The monastery was founded not just as a place for practicing Buddhists to gather, but as a place to teach and reach out as well.  Make sure to check out the table at the far end of the hall, where you can find many free books on Buddha and Buddhism, in English and Chinese (and a few in French and Spanish). In general, the staff and volunteers are friendly and informative without ever being pushy or intrusive. Visitors of all backgrounds and religions are warmly welcomed and treated respectfully.

Gift Shop
There is a splendid little gift shop located at the back of the Great Hall.  The store itself looks like a mini-museum, stuffed with enough colorful statues, prayer beads, jewelry, books and artifacts to satisfy anyone’s material interest. All proceeds go to support the Buddhist Association of the United States, its charitable works and the monastery.

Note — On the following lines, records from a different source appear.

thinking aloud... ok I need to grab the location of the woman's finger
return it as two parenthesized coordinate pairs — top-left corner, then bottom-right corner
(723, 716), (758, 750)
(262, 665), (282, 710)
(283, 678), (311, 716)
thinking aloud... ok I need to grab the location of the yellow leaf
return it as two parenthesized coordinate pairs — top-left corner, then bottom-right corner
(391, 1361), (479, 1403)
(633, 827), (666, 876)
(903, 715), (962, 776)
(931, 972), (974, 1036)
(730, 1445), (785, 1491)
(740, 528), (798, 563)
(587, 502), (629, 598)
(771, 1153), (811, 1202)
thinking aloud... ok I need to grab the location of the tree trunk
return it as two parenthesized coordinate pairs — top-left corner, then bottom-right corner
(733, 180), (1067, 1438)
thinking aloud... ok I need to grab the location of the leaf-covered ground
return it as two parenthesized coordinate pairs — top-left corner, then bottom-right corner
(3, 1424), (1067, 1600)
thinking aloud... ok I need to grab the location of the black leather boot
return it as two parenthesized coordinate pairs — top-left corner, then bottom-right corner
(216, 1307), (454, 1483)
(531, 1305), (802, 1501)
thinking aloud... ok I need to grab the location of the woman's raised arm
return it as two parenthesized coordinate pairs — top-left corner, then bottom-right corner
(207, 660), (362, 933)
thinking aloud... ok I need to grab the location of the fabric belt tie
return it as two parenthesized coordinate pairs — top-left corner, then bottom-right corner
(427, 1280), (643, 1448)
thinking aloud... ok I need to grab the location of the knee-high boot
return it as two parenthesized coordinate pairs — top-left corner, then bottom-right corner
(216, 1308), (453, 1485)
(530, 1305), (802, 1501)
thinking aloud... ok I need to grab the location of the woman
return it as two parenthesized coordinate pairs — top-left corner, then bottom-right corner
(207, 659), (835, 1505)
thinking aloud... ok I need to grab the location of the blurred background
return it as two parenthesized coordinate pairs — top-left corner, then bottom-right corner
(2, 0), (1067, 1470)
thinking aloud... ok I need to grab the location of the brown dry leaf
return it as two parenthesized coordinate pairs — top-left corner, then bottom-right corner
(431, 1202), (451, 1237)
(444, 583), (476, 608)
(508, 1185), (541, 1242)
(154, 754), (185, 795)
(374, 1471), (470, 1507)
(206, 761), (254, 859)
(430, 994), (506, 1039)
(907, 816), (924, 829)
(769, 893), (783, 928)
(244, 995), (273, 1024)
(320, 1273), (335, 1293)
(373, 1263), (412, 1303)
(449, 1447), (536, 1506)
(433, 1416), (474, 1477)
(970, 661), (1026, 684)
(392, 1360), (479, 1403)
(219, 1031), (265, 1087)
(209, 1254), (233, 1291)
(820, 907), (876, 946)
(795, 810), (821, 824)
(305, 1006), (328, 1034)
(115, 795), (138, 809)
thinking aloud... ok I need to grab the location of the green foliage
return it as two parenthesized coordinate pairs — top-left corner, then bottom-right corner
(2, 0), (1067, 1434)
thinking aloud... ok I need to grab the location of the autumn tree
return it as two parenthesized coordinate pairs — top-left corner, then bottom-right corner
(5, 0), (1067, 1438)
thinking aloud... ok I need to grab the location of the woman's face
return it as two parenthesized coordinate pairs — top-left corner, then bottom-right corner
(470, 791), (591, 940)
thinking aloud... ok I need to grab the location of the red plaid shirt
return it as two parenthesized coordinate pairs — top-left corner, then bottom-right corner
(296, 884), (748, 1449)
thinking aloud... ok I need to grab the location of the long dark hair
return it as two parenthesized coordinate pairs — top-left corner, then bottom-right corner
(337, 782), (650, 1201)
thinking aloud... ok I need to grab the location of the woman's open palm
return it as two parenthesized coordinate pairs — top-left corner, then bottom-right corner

Once you leave the Great Hall, you can go next door to the Kuan Yin Hall, a smaller, more intimate but no less impressive structure also built in the Tang style. This is where the monastery residents, and guests at retreats, gather on a daily basis for prayer and meditation. The centerpiece of this building are the four statues at the front of the room, three of the Bodhisattva Kuan Yin, and one of the Shakyamuni Buddha. 
Inside Kuan Yin Hall
Though not as massively impressive as the great Buddha, the more approachable dimensions of these statues and this space have their own special appeal.  The porcelain Kuan Yin dates to the Ming Dynasty (700 years ago) and the gorgeously restored wooden Kuan Yin to its left dates to the Tang Dynasty (1000 years ago).

Ceiling detail, Kuan Yin Hall
After you’ve explored the Kuan Yin Hall, it’s time to stroll the grounds.  You can pick up a pamphlet with a map in the monastery office, downstairs from the Great Buddha Hall. 



The path around the Seven Jewels Lake provides some of the nicest scenery as it winds around weeping cherry trees, a rock garden, over red painted wooden boardwalks and through several areas left in their natural state. 
Chinese style pavilions dot the landscape and provide pleasing places to stop and take it all in.  Picnicking is allowed here, although be aware that visitors are asked to refrain from bringing meat, fish or egg products onto the grounds (see the website for specifics).  

Woo Ju Library, view from Seven Jewels Lake

On the eastern shore of the lake is the Woo Ju Memorial Library, (www.facebook.com/woojumemoriallibrary), also built in the spacious Tang style. It houses a collection of about 6000 volumes in Chinese, English and Pali (Buddha’s original language).  Anyone over 16 years old can obtain a library card and check out up to three books at a time.  The library also has a number of artifacts on display and features a living Bodhi tree, the seed of which came from Buddha’s birthplace. There is even a children's section.  Parents can read here with their children or, on Sunday mornings in the Spring and Fall, they can leave the children at the Chinese School while attending the public meditation session.

If you’re here on the weekend, you can check out the 100% vegetarian lunch served from 12 to 1.  The suggested donation is $6.00; during my visit I stayed to lunch and found the food delicious.  On weekends volunteers also are available to talk to visitors about the monastery and Buddhism; if you want a free tour, you can call ahead to arrange one for groups of 5 or more.  On Saturdays at 1 pm there is usually a free tour in the Buddha Hall (check ahead to make sure since it is run by volunteers) and on Sunday mornings there is the public meditation session.

The public retreats, workshops, lectures and meditation sessions are too numerous to cover in detail here.  Take a look on the website or the Facebook page to find out what’s going on.  One thing I will mention—on May 12  the monastery will be hosting its annual Mother’s Day Bathing Buddha Ceremony and Garden Party, a gala event that is both festive and uplifting.


Overall, visitors are free to enjoy the monastery in whatever capacity they wish.  Whether you come for the art, the Buddhism, or the natural beauty, you’ll find something here that you might otherwise have had to travel halfway around the globe to experience. A trip to the Chuang Yen Monastery is an excursion right in our own backyard.